Do Today's Gains Mean The Selling Spree is Over?
After some initial weakness brought 10yr yields back in line with yesterday's highs, bonds managed to calm down enough eke out a small victory by the 3pm close. This is a welcome change in light of the recent selling spree, but that change had already occurred as of yesterday. Today's mostly-sideways tone is better viewed as a confirmation of yesterday's leveling-off. From here, the goal will be to determine whether this new consolidation is here to confirm recent weakness or to take up arms against it. From a strategy standpoint, although there's a chance this means the selling spree is over, we'd still need to see a stronger move down and out of this week's range to confirm it.
Fed MBS Buying 10am, 1130am, 1pm
Jobless Claims 362 vs 335 f'cast, 351 prev
Q2 Final GDP 6.6 vs 6.6 f'cast/prev
Chicago PMI 64.7 vs 65.0 f'cast, 66.8 prev
Inconsequentially stronger to start the overnight session, then weaker during European hours. Yields up 1.5bps to 1.54% and MBS down almost an eighth--small scale moves in the recent context.

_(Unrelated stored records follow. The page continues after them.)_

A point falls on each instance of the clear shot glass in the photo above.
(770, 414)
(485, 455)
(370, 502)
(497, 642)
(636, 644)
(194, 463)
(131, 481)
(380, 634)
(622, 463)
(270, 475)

Slow, steady gains throughout the day as the decompression of the recent selling spree coincides with a modest buying bias among month/quarter-end trading needs. 10yr now down 1bp at 1.515 and 2.5 MBS up nearly an eighth of a point.
Uneventful afternoon with bonds showing no impressive evidence of month-end trading impacts. Both 10yr yields and MBS remain at the same levels as the last update.